Tick-Tock. The report reveals that open sales positions remain so for an average of nearly 4 months and 9 months pass before a new hire achieves full productivity. That’s over a year! This particular finding is a moving target and somewhat reflective of the relatively small number of proactive sales candidates and far smaller percentage of good ones. The report shows that only 22.6% of organizations believe that hiring is an organizational strength, so this recruiting performance shouldn’t surprise anyone. OMG has a finding called FIOF (Figure it out Factor) which correlates to how quickly a candidate will ramp up to speed. Candidates who come up to speed more quickly than typical sales candidates score 75 or better and only 25% of all candidates have this as a strength.
Not Nutritional. Western diets are notorious for their inclusion of unhealthy, unnecessary, processed, fatty food instead of healthy whole foods. Similarly, companies listed sales requirements for new salespeople that were filled with unnecessary requirements (ie., business degree from a university, college degree of any kind, STEM degree, industry sales experience, emotional intelligence, etc.) instead of strong and broad capabilities in the 21 Sales Core Competencies. This suggests that companies still lack a basic understanding of what causes salespeople to succeed.
Tooling. An equal number of companies use candidate assessments as those who don’t. However, those who do use assessments have 61% quota attainment and 14.6% attrition, versus 49% quota attainment and 19.8% attrition for those who don’t use assessments. Companies that use assessments are 25% more successful at quota achievement and that data is not even for any particular assessment. Imagine how much better the results are for the companies that use OMG’s accurate and predictive sales-specific candidate assessments. Data from companies who have hired salespeople that were recommended by OMG shows an attrition rate of only 8% and quota attainment of 88%.
Put Me in Coach. Just 10% of the companies said that coaching was a strength. That jives pretty well with OMG’s data from its evaluations of more than 25,000 sales forces. Only 10% of all Sales Managers have the Sales Coaching competency as a strength but most of that group are in the top 20% of all sales managers.
Two-Step. 38% of companies reported that they have a sales process. Respondents appeared to be overly optimistic as OMG’s data shows that only 27% of companies actually have a formal, structured sales process.
Right Down the Pipe. 20% claimed that pipeline management is a strength at their company but that claim is even more optimistic than the dance above. Remember, their report is built from a survey so it’s vulnerable to optimistic misstatements. OMG’s sales force evaluation data reveals that the actual number is 8%!

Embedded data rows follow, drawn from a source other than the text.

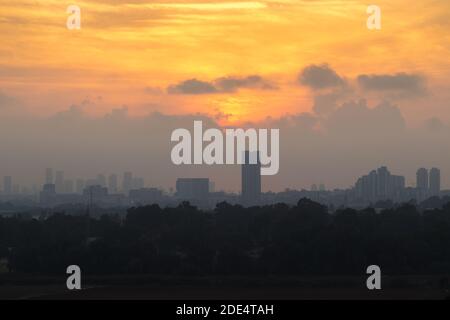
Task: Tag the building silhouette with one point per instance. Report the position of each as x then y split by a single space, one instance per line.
192 189
422 179
49 176
59 181
435 182
112 183
379 185
7 185
251 179
127 182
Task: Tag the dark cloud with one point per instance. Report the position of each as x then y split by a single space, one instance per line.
411 84
320 77
220 85
7 101
230 84
192 86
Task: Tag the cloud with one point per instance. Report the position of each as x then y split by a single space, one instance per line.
221 85
320 77
7 101
192 86
402 83
231 84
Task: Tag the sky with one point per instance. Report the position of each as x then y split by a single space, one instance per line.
297 64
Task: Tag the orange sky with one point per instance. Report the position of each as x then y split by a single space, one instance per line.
128 52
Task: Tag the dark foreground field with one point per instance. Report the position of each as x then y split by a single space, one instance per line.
230 288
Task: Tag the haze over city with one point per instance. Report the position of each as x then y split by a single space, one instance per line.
106 98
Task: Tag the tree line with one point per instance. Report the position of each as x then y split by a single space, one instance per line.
304 239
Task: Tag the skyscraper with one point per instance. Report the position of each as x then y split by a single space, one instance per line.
251 180
435 182
80 186
7 185
101 180
193 188
422 179
127 182
59 181
48 176
112 183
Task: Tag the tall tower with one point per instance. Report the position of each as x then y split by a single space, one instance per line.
251 179
435 182
7 185
49 176
127 182
422 179
112 183
59 181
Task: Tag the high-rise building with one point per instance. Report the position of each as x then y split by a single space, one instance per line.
68 186
7 185
127 182
112 183
378 185
48 176
80 184
435 182
101 180
422 179
251 179
59 181
193 188
137 183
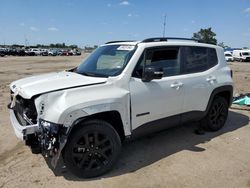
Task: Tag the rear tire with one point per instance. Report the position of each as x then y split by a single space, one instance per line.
92 149
217 115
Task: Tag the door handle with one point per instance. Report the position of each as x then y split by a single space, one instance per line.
211 79
176 85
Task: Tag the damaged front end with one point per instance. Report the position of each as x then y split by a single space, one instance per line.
41 136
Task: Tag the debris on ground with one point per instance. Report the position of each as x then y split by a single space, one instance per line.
242 99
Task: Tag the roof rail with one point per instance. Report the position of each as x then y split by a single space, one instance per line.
160 39
116 41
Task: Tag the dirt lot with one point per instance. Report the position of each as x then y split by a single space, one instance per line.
174 158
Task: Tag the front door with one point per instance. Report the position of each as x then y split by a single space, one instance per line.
161 98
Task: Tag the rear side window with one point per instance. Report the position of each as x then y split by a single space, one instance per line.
167 59
198 59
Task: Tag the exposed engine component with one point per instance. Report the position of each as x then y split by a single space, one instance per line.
49 138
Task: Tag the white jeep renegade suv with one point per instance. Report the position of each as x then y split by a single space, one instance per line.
122 89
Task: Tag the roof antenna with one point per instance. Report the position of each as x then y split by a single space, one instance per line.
164 25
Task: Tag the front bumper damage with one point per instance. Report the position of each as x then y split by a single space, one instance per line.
44 137
22 131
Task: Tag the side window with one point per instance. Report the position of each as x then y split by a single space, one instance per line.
198 59
212 58
165 58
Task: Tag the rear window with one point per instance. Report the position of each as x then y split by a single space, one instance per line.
198 59
245 53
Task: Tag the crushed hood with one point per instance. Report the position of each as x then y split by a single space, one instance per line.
28 87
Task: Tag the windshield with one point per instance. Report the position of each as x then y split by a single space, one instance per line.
106 61
245 53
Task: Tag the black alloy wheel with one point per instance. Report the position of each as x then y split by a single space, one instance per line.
217 115
92 149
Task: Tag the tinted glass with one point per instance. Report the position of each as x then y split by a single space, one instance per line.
198 59
163 58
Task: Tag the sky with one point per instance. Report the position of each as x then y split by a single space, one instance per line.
94 22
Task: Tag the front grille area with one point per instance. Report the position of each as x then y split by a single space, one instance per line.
25 107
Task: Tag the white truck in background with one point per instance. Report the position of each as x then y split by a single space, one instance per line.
241 55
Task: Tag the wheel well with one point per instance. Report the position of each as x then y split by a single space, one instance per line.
112 117
226 95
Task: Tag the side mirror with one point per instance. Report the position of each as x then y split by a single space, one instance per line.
151 73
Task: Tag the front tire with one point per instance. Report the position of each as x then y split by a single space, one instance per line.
92 149
217 115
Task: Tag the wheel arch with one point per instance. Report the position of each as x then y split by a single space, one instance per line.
112 117
222 91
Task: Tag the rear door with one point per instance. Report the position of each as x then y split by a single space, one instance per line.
198 66
161 98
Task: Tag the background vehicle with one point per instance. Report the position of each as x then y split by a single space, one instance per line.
36 51
122 90
228 56
241 55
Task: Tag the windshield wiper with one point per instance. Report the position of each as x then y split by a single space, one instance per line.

In conclusion, I’m still disappointed that these numbers aren’t improving more quickly. I believe that there are several reasons for this, but my top 3 are:
- Too many sales leaders have large egos that don’t allow them to ask for or receive help, believing that they and they alone are responsible for, and capable of moving the needle
- The C Suite often delegates responsibility for change but change won’t occur until the commitment to change is demonstrated to the sales organization from those at the very top of the company
- Many companies are well intentioned about change but don’t always make the best choices and don’t always see those choices through. Exhibit #1 is CRM. My observation of CRM selection, installation, training, customization, integration, acceptance, and adoption is that it has been nothing short of an industry-wide cluster fuck. Please excuse my language.
Of course there are more reasons than these 3 but most of them, when looked at objectively, can be traced back to these three. For example, we can consider the people, coaching, training, strategy, systems, processes, expectations, accountability, motivation, culture, and more, but as soon as you seek the cause we must look to the original three reasons.
In the end, it’s not usually an unwillingness to spend money to improve sales selection, provide the right tools, hire the right sales leaders, consultants and trainers. It’s the lack of unconditional commitment to get it right.